十三 復古主義、民主主義、宗教、国家主義、民族主義が前面にでてくる。

大変革の時期であるから、様々な主義主張、イデオロギーが噴出する。その中で、その国の置かれた条件に当てはまったものが採用される。復古主義はイギリス、アメリカ、フランスで採用された。日本もそうであった。あちらは古代ローマ、こちらは古代天皇制であった。地球上にこれ以外の伝統を持つ国がないという意味では、日本は特殊な国であった。民主主義は古代アテネ、ローマを呼び起こすものであるが、ローマを持ち出せば、復古主義とのだきあわせで利用できる。そのため、アメリカ、フランス、ドイツ、イタリアなどで採用され、多くの国に広がった。宗教支配という意味では、オランダ、クロムウエルのイギリスがピューリタンの宗教革命を伴った。民族主義としては、清朝時代の排満興漢の思想が国民革命のイデオロギーになったことにみられる。
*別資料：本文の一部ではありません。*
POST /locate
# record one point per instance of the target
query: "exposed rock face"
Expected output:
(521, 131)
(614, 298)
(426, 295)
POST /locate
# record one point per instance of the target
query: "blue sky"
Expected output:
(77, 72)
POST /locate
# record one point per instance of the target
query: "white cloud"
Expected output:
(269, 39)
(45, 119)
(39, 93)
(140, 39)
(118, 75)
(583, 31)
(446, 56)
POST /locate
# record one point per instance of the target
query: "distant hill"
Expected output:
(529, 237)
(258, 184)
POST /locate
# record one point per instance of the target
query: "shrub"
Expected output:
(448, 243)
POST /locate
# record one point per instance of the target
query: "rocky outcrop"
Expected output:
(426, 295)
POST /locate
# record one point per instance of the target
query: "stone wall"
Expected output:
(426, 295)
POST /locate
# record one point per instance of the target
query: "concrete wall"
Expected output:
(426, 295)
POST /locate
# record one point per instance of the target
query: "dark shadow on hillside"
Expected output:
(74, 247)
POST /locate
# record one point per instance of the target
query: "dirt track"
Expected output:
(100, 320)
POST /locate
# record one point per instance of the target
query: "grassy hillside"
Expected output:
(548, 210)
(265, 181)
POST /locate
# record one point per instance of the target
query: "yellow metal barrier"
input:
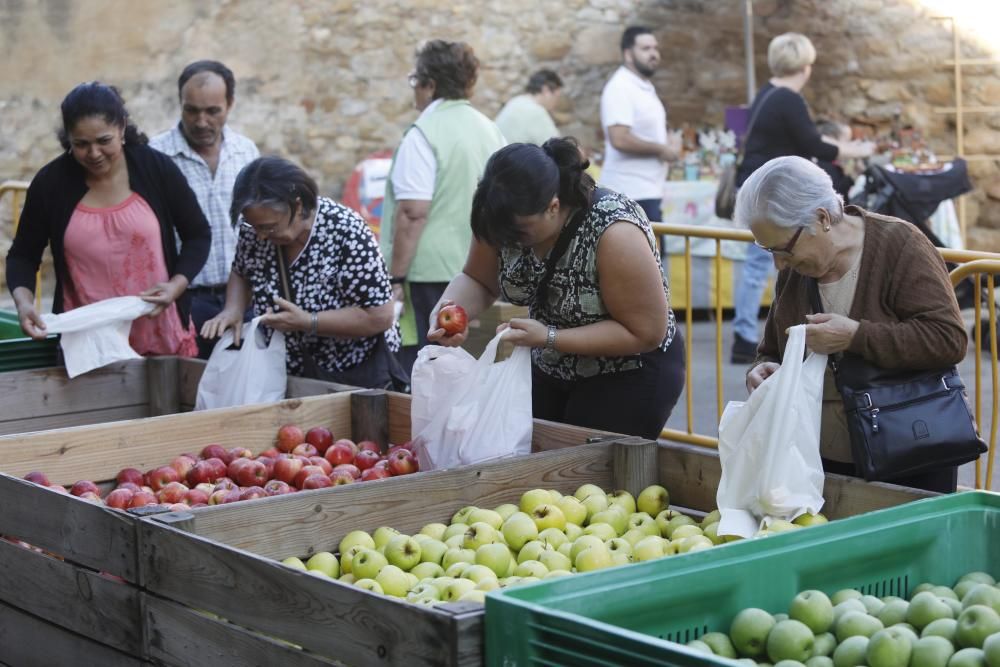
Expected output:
(18, 190)
(970, 263)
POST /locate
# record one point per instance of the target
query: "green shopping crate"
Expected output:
(634, 615)
(18, 352)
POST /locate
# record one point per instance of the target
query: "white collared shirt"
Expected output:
(214, 192)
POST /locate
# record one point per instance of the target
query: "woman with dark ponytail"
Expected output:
(606, 352)
(110, 207)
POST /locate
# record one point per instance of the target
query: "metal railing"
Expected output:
(971, 263)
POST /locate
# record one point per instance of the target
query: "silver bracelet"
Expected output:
(550, 338)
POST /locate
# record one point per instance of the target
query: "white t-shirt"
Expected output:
(630, 100)
(416, 167)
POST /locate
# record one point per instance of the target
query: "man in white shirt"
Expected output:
(636, 147)
(210, 154)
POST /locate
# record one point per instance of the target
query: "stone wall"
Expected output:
(324, 81)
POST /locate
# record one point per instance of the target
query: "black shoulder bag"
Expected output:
(902, 423)
(381, 370)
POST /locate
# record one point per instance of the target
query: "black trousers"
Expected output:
(636, 402)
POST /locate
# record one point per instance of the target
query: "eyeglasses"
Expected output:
(787, 250)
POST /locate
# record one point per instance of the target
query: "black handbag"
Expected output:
(902, 423)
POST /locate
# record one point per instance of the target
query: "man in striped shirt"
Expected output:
(210, 154)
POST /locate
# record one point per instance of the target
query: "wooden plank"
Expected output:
(305, 522)
(183, 637)
(48, 392)
(72, 597)
(28, 641)
(100, 451)
(327, 617)
(93, 535)
(163, 386)
(370, 417)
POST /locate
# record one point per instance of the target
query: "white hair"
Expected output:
(787, 191)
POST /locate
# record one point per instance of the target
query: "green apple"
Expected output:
(652, 500)
(933, 651)
(367, 563)
(531, 568)
(943, 627)
(790, 640)
(851, 652)
(975, 624)
(533, 498)
(494, 556)
(749, 631)
(572, 509)
(370, 585)
(356, 537)
(382, 536)
(518, 530)
(889, 648)
(926, 607)
(325, 562)
(814, 609)
(547, 515)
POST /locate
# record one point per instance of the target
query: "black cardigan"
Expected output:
(60, 185)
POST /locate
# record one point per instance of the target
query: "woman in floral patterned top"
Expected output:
(606, 351)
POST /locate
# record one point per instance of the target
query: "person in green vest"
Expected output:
(428, 197)
(527, 118)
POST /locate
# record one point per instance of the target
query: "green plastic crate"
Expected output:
(18, 352)
(632, 615)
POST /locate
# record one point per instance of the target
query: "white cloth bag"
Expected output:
(96, 335)
(466, 410)
(769, 445)
(255, 373)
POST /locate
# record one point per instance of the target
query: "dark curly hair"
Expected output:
(452, 66)
(96, 99)
(520, 180)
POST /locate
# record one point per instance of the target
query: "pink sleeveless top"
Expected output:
(117, 251)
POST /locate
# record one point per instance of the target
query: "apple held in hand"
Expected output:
(453, 319)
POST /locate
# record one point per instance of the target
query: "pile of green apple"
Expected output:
(937, 627)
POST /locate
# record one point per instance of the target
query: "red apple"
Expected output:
(213, 452)
(320, 438)
(316, 481)
(286, 468)
(277, 488)
(84, 486)
(365, 459)
(350, 468)
(339, 452)
(38, 478)
(322, 463)
(289, 437)
(119, 498)
(453, 319)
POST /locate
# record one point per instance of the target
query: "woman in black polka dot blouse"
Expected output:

しかしこのようなものは、すべて時と条件にあわせてつくられたもので、普遍性ではなくて個別的なものに属する。そこに目をくらまされていては、事の本質が理解できない。本質とは、岩倉具視の言う「これからは金の世の中」であり、ラフィットのいう「さあ、いよいよ銀行家の天下だ」が、世界史の共通法則になる。